101- Sura nefh (üfürme) olunduğu zaman aralarında ne ensab (nesepler, soylar) ve ne de karabet (akrabalık) vardır. Ve birbiriyle soruşmazlar.
102- O günde mizanı ağır gelenler felah bulanlardır.
103- Mizanı hafif gelenler, nefislerini ziyana sokanlar ve cehennemde ebedi kalanlardır.
104- Yüzlerini ateş yalar ve onlar cehennemde kavrulurlar.
105- “Size ayetlerim okunmaz mı idi? Ve sizde onu tekzib (yalanlama) ederdiniz.
106- Onlar: “Ya rabbi! Bize şekavetimiz (eşkıyalık, haydutluk) galebe (üstün gelme) etti ve biz dalalete düşmüş kavim idik.”
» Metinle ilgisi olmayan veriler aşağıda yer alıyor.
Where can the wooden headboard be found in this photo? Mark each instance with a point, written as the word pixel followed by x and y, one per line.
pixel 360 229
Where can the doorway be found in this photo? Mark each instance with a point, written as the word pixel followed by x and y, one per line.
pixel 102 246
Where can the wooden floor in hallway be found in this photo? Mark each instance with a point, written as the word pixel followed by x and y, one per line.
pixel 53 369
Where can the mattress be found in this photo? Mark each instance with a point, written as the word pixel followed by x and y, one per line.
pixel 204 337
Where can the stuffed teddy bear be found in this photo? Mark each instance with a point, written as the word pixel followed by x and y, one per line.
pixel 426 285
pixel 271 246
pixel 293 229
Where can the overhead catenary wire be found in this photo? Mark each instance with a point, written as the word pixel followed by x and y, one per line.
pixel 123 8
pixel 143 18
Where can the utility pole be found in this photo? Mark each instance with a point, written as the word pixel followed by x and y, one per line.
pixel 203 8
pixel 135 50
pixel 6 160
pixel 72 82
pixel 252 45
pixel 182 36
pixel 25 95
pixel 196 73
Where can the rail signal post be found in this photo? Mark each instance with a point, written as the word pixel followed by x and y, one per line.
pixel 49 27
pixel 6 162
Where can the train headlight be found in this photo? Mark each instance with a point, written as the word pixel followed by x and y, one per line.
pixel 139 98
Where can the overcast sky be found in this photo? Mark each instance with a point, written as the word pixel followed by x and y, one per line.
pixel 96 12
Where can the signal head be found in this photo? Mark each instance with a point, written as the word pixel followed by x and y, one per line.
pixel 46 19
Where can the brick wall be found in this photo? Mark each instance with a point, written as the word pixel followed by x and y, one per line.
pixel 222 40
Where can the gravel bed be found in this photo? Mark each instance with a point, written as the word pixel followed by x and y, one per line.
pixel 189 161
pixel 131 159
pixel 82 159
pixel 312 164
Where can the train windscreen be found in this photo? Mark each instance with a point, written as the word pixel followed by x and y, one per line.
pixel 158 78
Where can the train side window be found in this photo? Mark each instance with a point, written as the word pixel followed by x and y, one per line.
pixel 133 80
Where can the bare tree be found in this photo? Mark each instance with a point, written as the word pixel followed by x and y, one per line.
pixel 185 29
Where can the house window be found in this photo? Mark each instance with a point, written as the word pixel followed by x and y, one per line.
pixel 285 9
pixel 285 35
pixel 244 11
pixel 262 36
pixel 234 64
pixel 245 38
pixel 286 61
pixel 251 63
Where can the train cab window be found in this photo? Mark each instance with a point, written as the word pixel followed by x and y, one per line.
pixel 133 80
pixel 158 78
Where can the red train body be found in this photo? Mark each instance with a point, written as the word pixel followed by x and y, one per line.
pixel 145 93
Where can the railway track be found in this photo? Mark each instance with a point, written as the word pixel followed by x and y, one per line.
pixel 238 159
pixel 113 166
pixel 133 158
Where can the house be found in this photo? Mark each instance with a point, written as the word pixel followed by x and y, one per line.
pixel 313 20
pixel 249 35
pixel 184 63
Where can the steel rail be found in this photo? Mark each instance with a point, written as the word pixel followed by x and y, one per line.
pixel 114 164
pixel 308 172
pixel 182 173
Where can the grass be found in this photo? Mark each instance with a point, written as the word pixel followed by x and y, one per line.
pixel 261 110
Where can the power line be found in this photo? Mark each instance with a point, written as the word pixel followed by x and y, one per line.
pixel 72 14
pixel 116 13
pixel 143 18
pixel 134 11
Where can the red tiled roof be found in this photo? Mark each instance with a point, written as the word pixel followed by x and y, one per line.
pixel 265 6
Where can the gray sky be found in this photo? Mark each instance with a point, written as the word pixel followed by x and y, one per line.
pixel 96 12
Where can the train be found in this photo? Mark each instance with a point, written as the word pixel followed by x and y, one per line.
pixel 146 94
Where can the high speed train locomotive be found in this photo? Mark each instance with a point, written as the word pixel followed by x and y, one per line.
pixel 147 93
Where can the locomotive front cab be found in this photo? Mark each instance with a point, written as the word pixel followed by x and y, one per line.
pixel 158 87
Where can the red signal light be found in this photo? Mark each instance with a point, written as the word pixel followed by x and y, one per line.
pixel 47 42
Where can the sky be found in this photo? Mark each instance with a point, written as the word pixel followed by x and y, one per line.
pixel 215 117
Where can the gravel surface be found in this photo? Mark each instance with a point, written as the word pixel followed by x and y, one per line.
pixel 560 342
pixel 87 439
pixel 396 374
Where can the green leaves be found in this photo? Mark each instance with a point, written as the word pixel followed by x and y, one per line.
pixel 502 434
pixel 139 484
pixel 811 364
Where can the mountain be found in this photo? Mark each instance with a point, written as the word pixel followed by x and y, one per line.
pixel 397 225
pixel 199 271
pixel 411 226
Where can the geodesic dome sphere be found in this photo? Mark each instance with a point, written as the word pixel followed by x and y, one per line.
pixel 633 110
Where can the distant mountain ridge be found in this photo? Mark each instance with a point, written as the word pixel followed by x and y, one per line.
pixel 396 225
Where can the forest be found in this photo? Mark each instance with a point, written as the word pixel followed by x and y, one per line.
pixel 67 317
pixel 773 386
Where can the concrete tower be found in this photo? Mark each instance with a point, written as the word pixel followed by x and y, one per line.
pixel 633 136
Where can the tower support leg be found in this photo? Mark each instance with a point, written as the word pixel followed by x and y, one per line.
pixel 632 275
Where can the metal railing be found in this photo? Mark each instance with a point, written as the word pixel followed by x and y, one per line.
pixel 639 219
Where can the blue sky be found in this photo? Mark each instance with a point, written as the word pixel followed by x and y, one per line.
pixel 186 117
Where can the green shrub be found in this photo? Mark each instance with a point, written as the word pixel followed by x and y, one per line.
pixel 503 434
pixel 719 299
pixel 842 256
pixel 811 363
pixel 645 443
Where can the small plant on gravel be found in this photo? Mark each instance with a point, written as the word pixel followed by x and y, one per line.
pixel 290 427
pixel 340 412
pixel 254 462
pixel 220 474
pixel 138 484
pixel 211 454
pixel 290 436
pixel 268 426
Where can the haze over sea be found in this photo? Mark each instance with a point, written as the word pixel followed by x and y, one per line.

107- “Ya rabbi! Bizi cehennemden çıkar, eğer küfre avdet (kavuşma) eder isek, o vakit zalimlerden oluruz” derler.
108- Allah: “Onda makhur (yenilmiş, mağlup) olunuz ve ses çıkarmayınız.”
109- Kullarımızdan bir takım var. Deki: “Ya rabbi! İman ettik, bize mağfiret et ve bize rahmet eyle. Sen rahmet edenlerin hayırlısısın” derlerdi.
110- Siz onları masharaya (alaya almak) aldınız. Hatta zikrimi unuttunuz ve siz o zikrime gülerdiniz.
111- Ben bugün sizi onların sabır eyledikleri şeyden dolayı mücazat (cezalandırma) ediyorum. Onlar felah bulanlardır.
112- “Dünyada ne kadar kaldınız?” der.
113- “Bir gün veyahut günün bir kısmı kaldık. Onu hesap edenlerden sor” derler.
114- Allah: “Siz orada pek az kaldınız. Eğer bunu bilseniz.”
115- Zan eder misiniz ki biz sizi abes olarak yarattık. Ve siz bize raci (dönmek) olmazsınız.
116- Hak melik olan Allah teala alidir. Ondan başka ilah yoktur ve arşı kerimin rabbidir.
117- Ona hücceti olmadığı halde Allah’tan başka bir ilaha dua edenin hesabı rabbi indindedir (katındadır). Muhakkak kafirler felah bulmazlar.
118- Ve deki: “Ya rabbi! Mağfiret et ve rahmet eyle. Ve sen rahimlerin hayırlısısın.